Avec l'augmentation de la TVA en janvier, il est peut-être peu surprenant de voir le retour d'une conjoncture difficile.
En effet, selon un rapport de la Société d’expertise comptable KPMG, l’indice des valeurs augmente de 0.4% en février – cela compare à une augmentation de 2.2% il y a 12 mois. Selon Helen Dickinson de KPMG « les consommateurs réajustent leurs achats suite à une baisse du revenue disponible dans leurs poches. La question qui se pose aux commerçants est à quel point ces consommateurs ont finis ce réajustement ».

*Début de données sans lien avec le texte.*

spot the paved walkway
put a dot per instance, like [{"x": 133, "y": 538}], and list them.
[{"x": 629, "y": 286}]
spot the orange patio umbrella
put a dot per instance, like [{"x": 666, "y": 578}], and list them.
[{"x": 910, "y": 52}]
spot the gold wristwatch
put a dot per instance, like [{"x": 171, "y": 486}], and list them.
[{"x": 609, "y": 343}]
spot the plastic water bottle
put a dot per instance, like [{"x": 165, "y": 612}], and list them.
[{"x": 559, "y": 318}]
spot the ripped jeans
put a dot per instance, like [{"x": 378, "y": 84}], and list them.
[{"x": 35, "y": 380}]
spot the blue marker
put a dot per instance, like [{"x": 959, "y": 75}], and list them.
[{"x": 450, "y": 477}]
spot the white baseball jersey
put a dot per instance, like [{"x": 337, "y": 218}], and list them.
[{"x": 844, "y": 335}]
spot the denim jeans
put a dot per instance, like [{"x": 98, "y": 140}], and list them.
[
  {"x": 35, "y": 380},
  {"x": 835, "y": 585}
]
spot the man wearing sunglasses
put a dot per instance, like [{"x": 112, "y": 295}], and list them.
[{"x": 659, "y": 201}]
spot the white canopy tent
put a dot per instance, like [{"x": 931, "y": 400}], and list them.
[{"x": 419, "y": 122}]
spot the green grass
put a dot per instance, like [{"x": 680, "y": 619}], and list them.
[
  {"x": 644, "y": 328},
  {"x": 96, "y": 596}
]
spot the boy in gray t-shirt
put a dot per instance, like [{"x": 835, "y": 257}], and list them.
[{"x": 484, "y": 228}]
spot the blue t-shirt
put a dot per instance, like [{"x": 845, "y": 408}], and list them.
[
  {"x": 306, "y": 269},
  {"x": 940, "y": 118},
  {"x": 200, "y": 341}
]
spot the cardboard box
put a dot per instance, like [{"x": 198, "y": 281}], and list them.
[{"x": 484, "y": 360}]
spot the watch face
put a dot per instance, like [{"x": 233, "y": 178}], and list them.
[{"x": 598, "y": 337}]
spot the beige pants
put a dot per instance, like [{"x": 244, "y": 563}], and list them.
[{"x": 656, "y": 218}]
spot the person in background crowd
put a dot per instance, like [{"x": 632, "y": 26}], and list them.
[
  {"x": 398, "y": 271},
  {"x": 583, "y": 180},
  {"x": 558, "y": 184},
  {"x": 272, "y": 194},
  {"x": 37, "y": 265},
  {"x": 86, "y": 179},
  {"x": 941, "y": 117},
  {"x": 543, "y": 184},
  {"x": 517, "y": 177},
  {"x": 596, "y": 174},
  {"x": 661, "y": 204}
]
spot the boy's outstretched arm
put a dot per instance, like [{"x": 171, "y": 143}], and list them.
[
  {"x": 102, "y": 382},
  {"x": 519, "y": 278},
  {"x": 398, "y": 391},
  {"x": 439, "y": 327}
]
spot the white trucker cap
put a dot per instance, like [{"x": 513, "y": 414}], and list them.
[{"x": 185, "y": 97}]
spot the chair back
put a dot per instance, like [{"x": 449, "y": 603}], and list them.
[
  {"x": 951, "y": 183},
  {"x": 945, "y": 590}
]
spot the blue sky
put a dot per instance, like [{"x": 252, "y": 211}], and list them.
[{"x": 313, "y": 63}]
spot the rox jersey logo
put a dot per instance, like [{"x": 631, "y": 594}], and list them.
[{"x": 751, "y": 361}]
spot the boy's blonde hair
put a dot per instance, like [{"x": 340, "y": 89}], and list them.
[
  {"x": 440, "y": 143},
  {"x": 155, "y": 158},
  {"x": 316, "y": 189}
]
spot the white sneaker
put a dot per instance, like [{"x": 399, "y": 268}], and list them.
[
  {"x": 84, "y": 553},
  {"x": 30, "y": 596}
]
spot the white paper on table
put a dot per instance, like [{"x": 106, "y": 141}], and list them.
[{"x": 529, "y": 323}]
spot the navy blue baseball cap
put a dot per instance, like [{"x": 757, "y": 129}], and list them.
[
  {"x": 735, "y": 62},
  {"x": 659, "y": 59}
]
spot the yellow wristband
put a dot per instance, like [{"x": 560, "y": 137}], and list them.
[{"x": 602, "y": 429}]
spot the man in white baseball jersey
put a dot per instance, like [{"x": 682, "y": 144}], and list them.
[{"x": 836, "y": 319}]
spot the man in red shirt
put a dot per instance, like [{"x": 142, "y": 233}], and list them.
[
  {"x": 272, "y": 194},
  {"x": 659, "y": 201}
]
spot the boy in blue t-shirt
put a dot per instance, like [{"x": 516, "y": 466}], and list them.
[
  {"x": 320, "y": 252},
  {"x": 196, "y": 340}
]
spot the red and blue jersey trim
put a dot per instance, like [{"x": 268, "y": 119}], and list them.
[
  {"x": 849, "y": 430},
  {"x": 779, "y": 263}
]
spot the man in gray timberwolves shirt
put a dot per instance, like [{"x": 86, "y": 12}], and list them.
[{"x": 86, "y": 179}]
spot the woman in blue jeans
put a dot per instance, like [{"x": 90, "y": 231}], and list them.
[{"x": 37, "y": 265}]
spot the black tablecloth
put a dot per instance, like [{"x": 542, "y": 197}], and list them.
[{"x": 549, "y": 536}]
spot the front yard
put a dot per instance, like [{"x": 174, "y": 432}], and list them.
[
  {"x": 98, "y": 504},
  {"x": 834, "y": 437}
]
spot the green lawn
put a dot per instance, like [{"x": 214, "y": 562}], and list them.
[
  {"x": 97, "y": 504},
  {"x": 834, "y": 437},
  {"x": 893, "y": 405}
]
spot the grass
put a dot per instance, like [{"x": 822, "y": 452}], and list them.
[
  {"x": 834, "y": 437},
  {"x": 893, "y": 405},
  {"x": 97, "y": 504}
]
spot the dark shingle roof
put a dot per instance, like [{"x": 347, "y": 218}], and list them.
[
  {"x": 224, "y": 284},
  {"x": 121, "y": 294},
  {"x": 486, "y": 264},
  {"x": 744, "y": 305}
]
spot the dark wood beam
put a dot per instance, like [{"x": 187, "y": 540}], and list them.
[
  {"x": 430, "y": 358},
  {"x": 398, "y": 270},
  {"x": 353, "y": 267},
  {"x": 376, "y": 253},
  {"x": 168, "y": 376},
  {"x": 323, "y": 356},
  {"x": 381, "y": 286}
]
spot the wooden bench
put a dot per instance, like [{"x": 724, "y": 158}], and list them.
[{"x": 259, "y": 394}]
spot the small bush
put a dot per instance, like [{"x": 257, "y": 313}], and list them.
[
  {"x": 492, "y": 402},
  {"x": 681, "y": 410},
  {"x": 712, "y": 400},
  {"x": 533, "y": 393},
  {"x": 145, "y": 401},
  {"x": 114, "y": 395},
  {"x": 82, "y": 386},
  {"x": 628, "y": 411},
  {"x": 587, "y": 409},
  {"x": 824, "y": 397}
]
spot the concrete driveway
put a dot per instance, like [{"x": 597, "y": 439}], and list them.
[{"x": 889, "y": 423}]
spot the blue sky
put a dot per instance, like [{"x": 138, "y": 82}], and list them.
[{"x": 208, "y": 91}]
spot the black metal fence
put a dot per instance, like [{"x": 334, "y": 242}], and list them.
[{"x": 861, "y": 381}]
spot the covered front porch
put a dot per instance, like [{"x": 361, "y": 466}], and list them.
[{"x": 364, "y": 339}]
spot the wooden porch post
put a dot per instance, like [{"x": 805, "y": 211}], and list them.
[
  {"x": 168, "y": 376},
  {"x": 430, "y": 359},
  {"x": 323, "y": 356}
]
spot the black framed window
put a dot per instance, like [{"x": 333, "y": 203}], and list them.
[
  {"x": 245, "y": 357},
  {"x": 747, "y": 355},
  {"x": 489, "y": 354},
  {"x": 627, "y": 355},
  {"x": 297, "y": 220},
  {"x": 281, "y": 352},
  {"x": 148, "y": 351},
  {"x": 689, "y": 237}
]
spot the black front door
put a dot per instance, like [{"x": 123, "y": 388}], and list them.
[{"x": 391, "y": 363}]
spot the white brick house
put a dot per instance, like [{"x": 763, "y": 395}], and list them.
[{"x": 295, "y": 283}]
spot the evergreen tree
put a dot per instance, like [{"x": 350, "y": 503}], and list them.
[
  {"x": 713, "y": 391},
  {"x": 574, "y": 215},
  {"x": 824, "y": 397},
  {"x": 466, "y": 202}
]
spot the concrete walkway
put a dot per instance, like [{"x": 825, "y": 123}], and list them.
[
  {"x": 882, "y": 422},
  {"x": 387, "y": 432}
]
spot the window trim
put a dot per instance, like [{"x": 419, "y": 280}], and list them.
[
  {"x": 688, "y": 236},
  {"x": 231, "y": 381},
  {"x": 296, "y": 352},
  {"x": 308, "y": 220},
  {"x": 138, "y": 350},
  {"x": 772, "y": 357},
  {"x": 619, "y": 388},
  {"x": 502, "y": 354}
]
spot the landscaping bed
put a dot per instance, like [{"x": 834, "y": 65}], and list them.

Il va sans dire que les gros achats, tels que voyages et vacances, sont touchés de manière disproportionnels. Un chef d’agence de voyages rajoute, qu’après un janvier exceptionnel, février fut une catastrophe.
Certes, le malaise dans les pays Arabes n’à pas aidé - L’Egypte est une destination phare pour la clientèle anglaise, surtout en hiver, et après l’histoire des requins, les hôteliers de la mer rouge auraient espéré une suite plus favorable que cela.
A notre avis, la stagnation économique vient principalement de l’incertitude. Pourquoi dépenser aujourd’hui quand on se pose tellement de questions sur la sécurité de l’emploi et sur les salaires.
Réserver dès février son séjour estival n’est plus un reflex. Avec le comité d’entreprise de la Banque d’Angleterre qui s'est réuni cette semaine pour considérer une nouvelle fois la hausse des taux d’intérêts (un acte qui ne va pas tarder et qui sera néfaste pour une population principalement emprunteur), ainsi que le prix des carburants qui continue à battre tous les records, on peut s’attendre à de nouvelles tempêtes économiques avant l’arrivée du ciel bleu.
Malheureusement, le tourisme britannique se trouve au premier rang des victimes.
Allez - on finit quand même avec une bonne nouvelle! La Chambre d’Industrie britannique prévoit un retour à des meilleures conditions dès 2012. Ils ont augmenté leur prévision de l’essor du PIB de 2.1% à 2.3% en 2012. Thank goodness!